There’s a myriad of proposed solutions to this issue that one can find in a Google Search, involving things like updating node certificates, proxy server and SSH configurations. But none of those “solutions” worked for me, and all of my SSH keys worked without issue for authenticating between nodes via the shell. So I ended up just letting the issue go, as it was only a minor inconvenience in my environment since I could just SSH into the nodes directly, instead of opening up a Console window in the Proxmox WebUI.
I ended up discovering the actual solution to this issue indirectly, as a result of trying to troubleshoot why an unrelated Replication task I setup was failing.
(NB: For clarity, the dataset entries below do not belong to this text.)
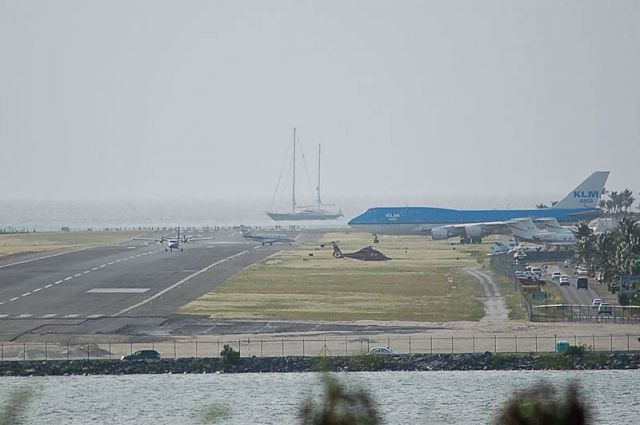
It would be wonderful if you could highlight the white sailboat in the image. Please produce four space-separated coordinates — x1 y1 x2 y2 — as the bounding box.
266 128 342 221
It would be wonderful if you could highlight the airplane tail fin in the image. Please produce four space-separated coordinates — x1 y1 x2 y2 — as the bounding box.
552 171 609 209
507 218 538 239
331 241 343 258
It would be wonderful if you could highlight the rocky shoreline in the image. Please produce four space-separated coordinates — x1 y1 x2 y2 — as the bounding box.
2 352 640 376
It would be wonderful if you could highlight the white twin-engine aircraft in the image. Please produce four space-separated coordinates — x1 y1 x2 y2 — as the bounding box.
135 227 215 252
507 218 576 246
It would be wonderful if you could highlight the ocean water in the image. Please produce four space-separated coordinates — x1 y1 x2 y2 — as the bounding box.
0 196 542 232
0 370 638 424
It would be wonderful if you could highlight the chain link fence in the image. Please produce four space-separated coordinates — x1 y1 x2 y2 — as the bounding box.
1 334 639 361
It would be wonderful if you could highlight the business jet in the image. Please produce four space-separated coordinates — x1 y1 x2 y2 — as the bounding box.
507 218 576 246
241 230 296 245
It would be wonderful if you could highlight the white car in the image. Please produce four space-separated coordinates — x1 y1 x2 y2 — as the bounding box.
559 276 570 286
551 272 562 281
576 268 589 276
591 298 604 307
563 260 572 268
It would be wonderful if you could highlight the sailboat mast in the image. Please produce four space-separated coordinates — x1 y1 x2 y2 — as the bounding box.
316 143 322 209
292 128 296 214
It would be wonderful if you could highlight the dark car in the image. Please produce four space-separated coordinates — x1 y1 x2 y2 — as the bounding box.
121 349 160 361
576 277 588 290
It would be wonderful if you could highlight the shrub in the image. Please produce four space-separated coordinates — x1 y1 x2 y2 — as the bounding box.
618 292 630 306
219 344 240 369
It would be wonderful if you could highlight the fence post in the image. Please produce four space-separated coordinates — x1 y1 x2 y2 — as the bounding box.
574 335 577 346
238 339 241 357
23 343 26 361
592 334 595 351
345 338 348 357
130 339 133 354
195 340 198 358
472 336 475 353
87 344 90 360
260 340 263 357
451 336 454 353
494 335 497 353
302 339 305 357
535 334 538 353
67 342 69 361
409 336 412 354
610 335 613 352
367 338 370 354
430 336 433 354
174 340 176 359
281 338 284 358
217 340 220 357
1 343 3 361
109 341 112 360
45 342 48 361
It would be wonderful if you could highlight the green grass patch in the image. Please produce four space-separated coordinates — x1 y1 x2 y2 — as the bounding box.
179 232 486 322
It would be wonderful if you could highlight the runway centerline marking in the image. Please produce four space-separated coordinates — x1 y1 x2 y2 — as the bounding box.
45 284 53 288
74 273 82 277
64 277 73 281
55 280 63 284
83 271 90 274
22 292 31 297
114 250 248 316
33 288 42 292
10 297 18 302
92 267 99 271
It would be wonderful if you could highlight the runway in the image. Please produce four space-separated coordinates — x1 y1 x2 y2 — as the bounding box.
0 229 304 340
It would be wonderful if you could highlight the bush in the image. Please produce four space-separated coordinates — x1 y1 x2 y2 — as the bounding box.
618 292 630 306
219 344 240 369
564 345 587 357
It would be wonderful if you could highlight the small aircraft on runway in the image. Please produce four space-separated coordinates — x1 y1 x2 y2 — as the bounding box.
135 227 215 252
241 230 296 245
331 241 390 261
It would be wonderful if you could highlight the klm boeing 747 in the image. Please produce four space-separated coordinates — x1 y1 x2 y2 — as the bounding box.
348 171 608 244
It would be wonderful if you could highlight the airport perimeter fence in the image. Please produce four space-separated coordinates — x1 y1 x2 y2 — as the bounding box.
2 334 640 361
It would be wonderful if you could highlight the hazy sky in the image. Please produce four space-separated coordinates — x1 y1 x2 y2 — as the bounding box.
1 1 638 205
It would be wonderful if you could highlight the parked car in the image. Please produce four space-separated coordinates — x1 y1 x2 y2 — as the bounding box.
121 349 161 361
368 347 396 356
563 260 572 268
591 298 604 308
598 303 613 315
559 276 570 286
576 267 589 276
551 272 562 281
576 277 589 290
530 267 542 275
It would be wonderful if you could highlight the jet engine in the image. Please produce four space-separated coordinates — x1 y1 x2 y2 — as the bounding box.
464 225 483 238
431 228 450 240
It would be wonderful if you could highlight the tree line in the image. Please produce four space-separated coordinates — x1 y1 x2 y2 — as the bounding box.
575 217 640 305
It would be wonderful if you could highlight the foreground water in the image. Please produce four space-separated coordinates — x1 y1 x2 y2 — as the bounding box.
0 370 638 424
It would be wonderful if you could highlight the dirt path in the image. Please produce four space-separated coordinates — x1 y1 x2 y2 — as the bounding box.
464 266 509 322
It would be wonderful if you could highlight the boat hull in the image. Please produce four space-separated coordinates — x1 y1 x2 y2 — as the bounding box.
267 212 343 221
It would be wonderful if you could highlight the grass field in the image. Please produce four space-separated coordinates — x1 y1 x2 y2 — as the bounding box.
179 232 489 322
0 231 144 258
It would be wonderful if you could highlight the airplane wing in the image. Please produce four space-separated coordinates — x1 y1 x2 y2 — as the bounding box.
430 221 511 241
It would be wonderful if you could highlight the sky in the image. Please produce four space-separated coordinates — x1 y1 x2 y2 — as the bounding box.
0 0 638 207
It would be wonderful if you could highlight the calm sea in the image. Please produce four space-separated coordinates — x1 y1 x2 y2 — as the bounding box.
0 196 541 232
0 370 637 424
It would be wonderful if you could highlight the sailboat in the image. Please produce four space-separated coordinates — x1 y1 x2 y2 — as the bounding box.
266 129 343 221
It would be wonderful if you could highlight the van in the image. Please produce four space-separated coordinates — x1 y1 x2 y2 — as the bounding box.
576 277 588 290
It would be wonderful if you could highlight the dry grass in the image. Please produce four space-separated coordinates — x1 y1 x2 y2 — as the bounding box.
180 232 486 321
0 231 144 258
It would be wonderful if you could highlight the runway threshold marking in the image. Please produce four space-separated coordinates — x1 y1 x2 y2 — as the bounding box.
0 246 93 270
114 250 248 316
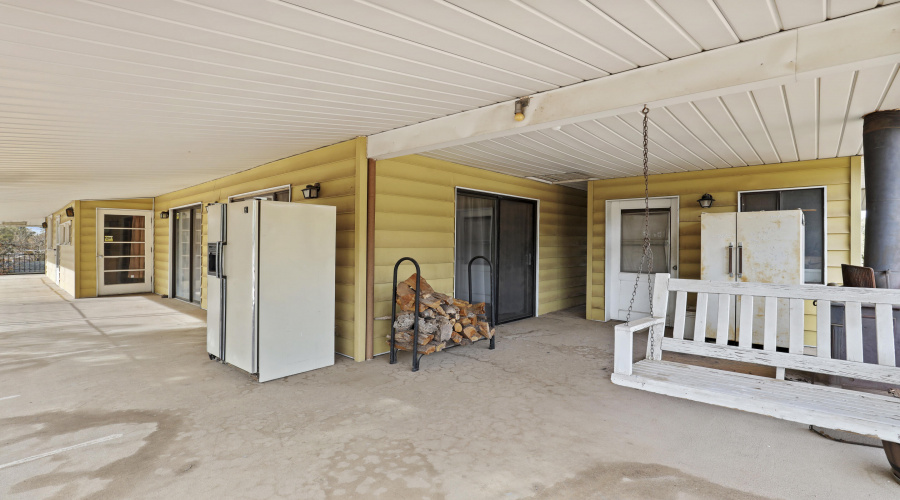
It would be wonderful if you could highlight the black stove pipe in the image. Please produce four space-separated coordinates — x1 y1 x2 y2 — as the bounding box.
862 110 900 289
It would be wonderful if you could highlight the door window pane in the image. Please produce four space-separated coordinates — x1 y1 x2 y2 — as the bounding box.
102 229 145 243
103 257 145 271
780 189 825 284
104 271 146 285
740 192 778 212
621 209 670 273
193 210 203 303
455 194 494 307
103 215 145 228
497 199 536 323
174 209 192 300
104 243 145 256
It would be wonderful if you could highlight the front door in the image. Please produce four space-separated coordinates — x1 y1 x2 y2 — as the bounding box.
606 197 679 322
455 190 537 324
97 209 153 295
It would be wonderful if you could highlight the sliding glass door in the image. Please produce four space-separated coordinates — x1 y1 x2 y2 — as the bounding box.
455 190 537 324
173 207 202 303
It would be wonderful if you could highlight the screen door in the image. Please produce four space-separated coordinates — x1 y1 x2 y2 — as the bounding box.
97 209 153 295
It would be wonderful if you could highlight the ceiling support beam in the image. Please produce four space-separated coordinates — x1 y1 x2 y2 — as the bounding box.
368 4 900 160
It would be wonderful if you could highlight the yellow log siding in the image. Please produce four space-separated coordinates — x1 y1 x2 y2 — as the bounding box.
373 155 588 355
78 199 154 298
152 138 368 360
45 202 78 298
587 157 863 346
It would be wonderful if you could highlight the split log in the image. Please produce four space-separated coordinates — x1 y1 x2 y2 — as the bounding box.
392 340 446 355
392 331 434 346
461 326 479 341
403 274 435 296
450 331 463 344
436 317 453 342
453 322 463 333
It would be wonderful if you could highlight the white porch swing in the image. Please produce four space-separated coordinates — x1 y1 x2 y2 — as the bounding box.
610 106 900 475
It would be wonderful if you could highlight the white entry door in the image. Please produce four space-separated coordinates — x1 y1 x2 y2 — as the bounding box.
606 197 679 322
97 209 153 295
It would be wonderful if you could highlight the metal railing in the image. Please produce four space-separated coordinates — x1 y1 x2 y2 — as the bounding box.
0 248 46 275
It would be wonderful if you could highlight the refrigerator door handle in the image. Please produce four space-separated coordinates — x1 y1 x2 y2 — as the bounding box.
736 242 743 279
217 241 225 278
727 243 734 277
219 275 227 361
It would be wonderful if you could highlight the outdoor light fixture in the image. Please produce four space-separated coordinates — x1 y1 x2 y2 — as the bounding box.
514 97 530 122
697 193 716 209
42 222 48 229
160 211 169 219
65 206 75 217
301 183 321 199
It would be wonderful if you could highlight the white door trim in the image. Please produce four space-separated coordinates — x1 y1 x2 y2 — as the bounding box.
96 208 154 296
605 196 680 322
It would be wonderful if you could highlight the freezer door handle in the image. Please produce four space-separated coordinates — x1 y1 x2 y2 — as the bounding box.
736 242 743 279
216 241 225 278
727 243 734 277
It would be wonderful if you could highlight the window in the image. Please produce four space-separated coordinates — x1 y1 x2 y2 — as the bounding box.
230 186 291 203
58 221 72 246
739 187 825 284
620 208 671 273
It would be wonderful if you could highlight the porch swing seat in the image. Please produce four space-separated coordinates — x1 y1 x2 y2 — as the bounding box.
612 273 900 443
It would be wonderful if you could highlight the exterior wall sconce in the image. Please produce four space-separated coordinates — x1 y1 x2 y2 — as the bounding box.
42 221 48 229
160 211 169 219
697 193 716 209
302 183 321 199
514 97 530 122
65 207 75 217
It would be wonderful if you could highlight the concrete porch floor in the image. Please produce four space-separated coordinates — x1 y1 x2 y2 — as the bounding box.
0 275 896 499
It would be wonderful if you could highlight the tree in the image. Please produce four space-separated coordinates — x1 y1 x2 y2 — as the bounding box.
0 227 46 254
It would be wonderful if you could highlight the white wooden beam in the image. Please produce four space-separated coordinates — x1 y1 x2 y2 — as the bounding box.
368 4 900 159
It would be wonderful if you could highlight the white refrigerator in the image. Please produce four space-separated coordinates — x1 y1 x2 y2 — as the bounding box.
700 210 805 348
206 199 336 382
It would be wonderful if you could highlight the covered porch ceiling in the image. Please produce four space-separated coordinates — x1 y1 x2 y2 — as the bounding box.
2 1 899 224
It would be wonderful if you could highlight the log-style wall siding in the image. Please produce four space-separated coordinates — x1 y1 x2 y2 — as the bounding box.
152 138 367 360
78 199 154 298
373 154 588 355
588 156 863 346
44 203 78 298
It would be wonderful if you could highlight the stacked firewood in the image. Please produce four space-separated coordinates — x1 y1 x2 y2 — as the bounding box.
391 273 495 355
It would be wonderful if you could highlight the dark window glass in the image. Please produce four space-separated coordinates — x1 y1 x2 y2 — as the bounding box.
621 209 671 273
231 189 290 202
740 192 778 212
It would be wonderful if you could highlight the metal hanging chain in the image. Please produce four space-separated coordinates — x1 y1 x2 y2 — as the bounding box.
625 105 655 325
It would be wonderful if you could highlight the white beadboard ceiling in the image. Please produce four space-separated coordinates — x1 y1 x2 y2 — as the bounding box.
421 62 900 183
1 0 898 223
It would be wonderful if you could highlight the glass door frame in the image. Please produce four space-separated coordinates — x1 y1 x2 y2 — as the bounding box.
169 204 203 304
454 188 539 324
96 208 154 296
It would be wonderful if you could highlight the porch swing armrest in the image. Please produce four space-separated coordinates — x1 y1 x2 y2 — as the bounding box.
613 318 666 377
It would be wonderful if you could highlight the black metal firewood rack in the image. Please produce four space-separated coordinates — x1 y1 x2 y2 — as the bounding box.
389 256 495 372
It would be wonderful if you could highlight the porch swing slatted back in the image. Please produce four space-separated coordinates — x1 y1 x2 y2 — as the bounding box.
664 277 900 383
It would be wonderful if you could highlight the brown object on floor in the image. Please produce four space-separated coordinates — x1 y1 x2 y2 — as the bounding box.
842 264 876 288
883 441 900 483
391 273 493 355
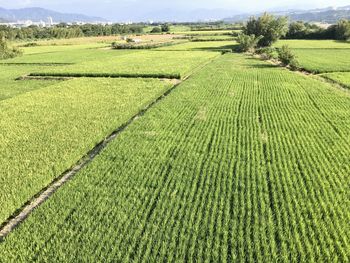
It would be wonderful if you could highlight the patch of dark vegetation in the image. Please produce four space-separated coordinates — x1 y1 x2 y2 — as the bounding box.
19 42 39 47
29 72 182 79
190 38 236 42
111 41 180 50
1 63 74 66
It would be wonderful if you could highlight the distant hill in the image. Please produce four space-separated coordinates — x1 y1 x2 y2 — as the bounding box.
142 8 238 22
0 7 106 23
0 17 9 23
224 5 350 24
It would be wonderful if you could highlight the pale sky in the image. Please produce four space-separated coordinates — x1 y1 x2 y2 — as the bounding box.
0 0 349 20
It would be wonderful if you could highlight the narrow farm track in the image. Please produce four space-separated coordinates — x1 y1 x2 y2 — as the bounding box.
1 54 350 261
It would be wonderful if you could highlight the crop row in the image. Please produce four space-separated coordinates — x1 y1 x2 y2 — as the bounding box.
0 77 173 224
1 54 349 261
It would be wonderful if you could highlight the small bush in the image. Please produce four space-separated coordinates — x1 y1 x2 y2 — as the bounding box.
150 27 162 34
161 24 170 33
256 47 278 60
236 33 263 53
277 45 298 70
0 38 23 60
221 49 233 55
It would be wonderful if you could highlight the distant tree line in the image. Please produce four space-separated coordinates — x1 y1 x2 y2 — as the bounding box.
285 20 350 40
0 23 144 41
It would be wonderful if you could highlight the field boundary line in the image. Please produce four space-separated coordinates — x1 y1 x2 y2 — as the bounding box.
0 55 222 241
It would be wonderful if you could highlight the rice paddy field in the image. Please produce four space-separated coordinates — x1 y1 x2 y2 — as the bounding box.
28 50 220 79
275 40 350 73
321 72 350 88
0 36 349 262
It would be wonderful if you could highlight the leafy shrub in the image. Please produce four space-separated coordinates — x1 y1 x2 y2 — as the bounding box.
277 45 298 70
0 38 22 60
150 27 162 33
256 47 278 60
21 42 39 47
236 33 263 53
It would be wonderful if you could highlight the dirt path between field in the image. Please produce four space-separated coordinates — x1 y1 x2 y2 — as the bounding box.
0 54 221 241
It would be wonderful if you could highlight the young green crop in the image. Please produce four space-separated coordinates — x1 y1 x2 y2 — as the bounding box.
0 77 172 224
321 72 350 88
29 51 220 79
275 39 350 49
1 46 131 64
292 49 350 73
1 54 349 261
0 65 61 101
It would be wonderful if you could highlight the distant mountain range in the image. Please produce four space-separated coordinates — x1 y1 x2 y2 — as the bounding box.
224 5 350 24
141 8 238 22
1 5 349 24
0 7 106 23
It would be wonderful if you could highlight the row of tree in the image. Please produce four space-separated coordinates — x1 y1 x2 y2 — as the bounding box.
238 14 350 52
286 20 350 40
0 24 145 41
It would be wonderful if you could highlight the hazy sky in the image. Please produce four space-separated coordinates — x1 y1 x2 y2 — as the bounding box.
0 0 349 20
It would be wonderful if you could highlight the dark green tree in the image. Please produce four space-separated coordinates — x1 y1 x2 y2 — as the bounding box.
287 21 307 39
336 19 350 41
244 13 288 47
161 24 170 32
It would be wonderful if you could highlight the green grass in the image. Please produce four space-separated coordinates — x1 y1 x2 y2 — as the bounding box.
0 77 172 225
275 40 350 49
0 65 62 101
1 54 349 261
293 49 350 73
1 47 131 64
30 51 220 79
321 72 350 88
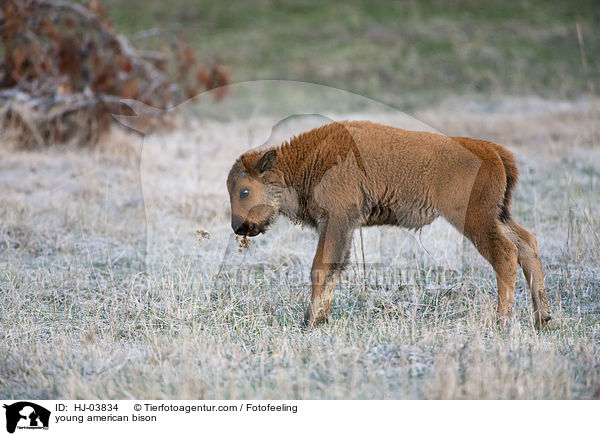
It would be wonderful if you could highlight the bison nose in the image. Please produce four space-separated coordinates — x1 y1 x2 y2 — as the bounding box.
232 215 246 235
I noticed this odd error in the Proxmox logs…
That malformed JSON string
error quickly raised an eyebrow, and pointed to the possibility that the sshd was replying to requests with data that the pvesr
(Proxmox Storage Replication) process was not expecting.
Thankfully I obsessively log and document everything I do when messing around with anything in my homelab, and it was these logs that ultimately pointed to the real origin of the problem. My logs reminded me that a few weeks earlier, I installed fastfetch on all of my Proxmox nodes (as I do with all of the shell accounts that I commonly SSH into), so that I ‘m greeted by a pretty, ASCII-art overview of the current state of the system whenever I log into it via SSH:
This seems like such a benign thing to have in your .bashrc
file, so it was the farthest thing from my mind as I was initially troubleshooting this problem. But as it turns out, the pvesr
process was failing because it choked on the output of fastfetch
, since it uses SSH to do whatever it needs to do on the external node, and wasn’t expecting to see all that additional data getting returned to it when it made the SSH connection.
I quickly put two and two together, and realized that noVNC was also likely failing for the very same reason. As soon as I removed the fastfetch
binary from my .bashrc
file on all of the nodes, both my Replication tasks and the noVNC console started immediately working again!
This was a vindication of the reasons why I’m so obsessive of keeping meticulous logs of everything I do on my systems, but also a lesson in the wisdom of Occam’s Razor. In the end, it was the simple removal of 9 characters of text in a .bashrc
file that instantly solved two of my problems at the same time.